La vuelta al mundo en una semana. Dice estar constantemente cansada. En una misma semana puede estar en Los Ángeles, Londres, Múnich, laborando en la venta de su línea de productos de belleza, Taya Beauty. “Estamos abriendo mercado en Europa y espero estar pronto en Venezuela y el resto de Latinoamérica. De haberlo perdido todo, aprendí que puedes ser un vehículo dentro del que no puedes controlar lo que saben realizar los demás. A la gente hay que darle el poder para fluir y saber lo que saben hacer, ese el verdadero secreto del éxito”.

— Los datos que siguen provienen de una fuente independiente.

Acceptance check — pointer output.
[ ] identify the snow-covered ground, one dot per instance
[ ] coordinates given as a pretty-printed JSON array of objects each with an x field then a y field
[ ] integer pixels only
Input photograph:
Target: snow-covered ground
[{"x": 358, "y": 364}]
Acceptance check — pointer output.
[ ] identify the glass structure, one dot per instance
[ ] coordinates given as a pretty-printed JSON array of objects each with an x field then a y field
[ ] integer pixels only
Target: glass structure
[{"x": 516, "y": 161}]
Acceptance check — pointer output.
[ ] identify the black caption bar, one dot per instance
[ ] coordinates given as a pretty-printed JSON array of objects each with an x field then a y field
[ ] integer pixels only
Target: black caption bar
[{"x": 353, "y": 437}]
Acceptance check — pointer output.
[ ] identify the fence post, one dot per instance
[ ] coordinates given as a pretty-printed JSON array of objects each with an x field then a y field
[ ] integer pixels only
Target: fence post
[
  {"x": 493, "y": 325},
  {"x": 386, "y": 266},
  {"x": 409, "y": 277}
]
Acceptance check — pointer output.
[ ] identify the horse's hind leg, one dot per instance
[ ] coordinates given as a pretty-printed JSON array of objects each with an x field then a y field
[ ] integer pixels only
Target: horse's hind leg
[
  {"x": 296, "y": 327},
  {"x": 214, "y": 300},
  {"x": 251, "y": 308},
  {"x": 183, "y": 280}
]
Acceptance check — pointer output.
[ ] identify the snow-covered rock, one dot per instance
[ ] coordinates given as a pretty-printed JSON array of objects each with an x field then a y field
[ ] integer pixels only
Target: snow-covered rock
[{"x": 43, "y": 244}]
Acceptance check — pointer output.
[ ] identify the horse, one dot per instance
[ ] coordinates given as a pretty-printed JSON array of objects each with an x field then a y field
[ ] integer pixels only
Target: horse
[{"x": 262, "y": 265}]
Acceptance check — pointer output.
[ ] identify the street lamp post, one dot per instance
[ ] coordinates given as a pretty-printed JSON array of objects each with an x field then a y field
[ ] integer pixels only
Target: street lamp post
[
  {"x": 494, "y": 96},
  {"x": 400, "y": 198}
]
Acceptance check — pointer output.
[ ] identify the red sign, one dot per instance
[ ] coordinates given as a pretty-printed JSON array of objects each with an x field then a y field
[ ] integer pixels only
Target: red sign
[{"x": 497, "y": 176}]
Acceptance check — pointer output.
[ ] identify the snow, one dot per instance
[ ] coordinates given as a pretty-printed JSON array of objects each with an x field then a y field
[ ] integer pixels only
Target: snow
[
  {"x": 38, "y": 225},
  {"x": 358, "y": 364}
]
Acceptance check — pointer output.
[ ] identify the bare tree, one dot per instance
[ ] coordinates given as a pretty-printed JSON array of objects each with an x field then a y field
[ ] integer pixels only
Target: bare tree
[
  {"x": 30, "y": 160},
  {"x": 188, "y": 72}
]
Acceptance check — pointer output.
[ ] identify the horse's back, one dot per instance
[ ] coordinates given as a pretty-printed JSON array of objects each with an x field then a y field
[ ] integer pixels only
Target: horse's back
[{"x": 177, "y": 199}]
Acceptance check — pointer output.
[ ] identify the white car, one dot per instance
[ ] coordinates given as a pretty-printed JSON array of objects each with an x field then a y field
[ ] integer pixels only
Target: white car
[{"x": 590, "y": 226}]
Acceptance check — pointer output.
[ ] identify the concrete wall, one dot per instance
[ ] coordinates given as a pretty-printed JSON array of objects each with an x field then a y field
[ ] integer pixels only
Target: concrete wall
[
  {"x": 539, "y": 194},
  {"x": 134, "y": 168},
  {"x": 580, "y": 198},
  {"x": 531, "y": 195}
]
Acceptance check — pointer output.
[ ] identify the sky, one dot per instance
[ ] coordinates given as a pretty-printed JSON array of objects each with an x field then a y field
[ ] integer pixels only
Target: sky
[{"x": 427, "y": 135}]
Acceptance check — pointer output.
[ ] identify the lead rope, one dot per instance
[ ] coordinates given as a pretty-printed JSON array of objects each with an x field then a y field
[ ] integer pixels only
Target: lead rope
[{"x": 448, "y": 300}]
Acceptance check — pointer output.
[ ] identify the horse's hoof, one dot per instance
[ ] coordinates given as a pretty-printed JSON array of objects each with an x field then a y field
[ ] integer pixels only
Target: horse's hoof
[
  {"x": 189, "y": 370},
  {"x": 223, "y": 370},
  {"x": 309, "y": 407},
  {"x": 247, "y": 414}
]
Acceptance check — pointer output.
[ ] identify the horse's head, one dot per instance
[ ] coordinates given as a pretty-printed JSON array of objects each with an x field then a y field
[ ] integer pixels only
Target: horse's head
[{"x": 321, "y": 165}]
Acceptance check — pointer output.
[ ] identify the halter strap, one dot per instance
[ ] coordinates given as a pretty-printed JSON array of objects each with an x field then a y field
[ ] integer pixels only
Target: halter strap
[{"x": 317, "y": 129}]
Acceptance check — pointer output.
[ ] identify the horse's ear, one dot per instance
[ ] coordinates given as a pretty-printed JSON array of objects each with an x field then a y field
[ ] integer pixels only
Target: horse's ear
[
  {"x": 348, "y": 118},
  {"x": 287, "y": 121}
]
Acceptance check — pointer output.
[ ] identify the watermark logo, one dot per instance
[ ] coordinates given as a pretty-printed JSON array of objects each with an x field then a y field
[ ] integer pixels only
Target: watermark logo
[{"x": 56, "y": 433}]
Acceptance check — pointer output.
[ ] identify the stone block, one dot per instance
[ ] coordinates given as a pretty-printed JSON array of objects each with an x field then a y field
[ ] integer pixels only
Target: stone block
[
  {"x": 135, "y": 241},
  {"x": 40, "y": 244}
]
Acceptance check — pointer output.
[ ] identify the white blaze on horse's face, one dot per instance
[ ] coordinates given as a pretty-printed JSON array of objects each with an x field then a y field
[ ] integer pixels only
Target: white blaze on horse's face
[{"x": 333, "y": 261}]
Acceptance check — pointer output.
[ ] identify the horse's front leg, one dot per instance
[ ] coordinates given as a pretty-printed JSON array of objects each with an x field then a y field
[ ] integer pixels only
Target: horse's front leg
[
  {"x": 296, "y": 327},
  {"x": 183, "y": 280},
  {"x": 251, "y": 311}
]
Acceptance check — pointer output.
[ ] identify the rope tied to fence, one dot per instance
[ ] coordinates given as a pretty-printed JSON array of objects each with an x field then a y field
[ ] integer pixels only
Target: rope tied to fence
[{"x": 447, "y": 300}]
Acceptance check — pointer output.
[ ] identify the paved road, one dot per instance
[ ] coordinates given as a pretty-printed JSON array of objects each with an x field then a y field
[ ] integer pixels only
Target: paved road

Acaba de rodar la ópera prima del director Hunter Lee Hughes. También está trabajando con el guionista argentino Juan Pablo Domenech en una historia sobre la trata de personas. Alguien que ha viajado por el mundo, desde hace treinta años, podría decir cómo estamos y cómo vamos. “Creo que es el momento en el que hay mucha gente, muchas más sociedades que antes, buscando una verdad: la paz. Los líderes son las conciencias de los pueblos. Un líder no sale de la nada, son los resultados del pueblo. En el momento en que un pueblo cambie su conciencia, cambia el líder. Yo creo que en este mundo hoy hay más luz que antes. Soy una optimista”.


Una mujer llamada Liz

“Sí, es una película sobre el amor y la amistad que puede tomar cualquier tipo de forma, eso es Liz. Pero también es el derecho de morir con dignidad. Para mí, por encima de todo eso, Liz en septiembre es una película sobre el resultado de las decisiones que tomamos, lo que determina una vida son nuestras elecciones. También va sobre el sentido de permanencia. ¿Qué dejamos? ¿Si nos vamos, nos recordarán? Al final nos damos cuenta de que nos recordarán solo por el amor; lo demás es efímero”.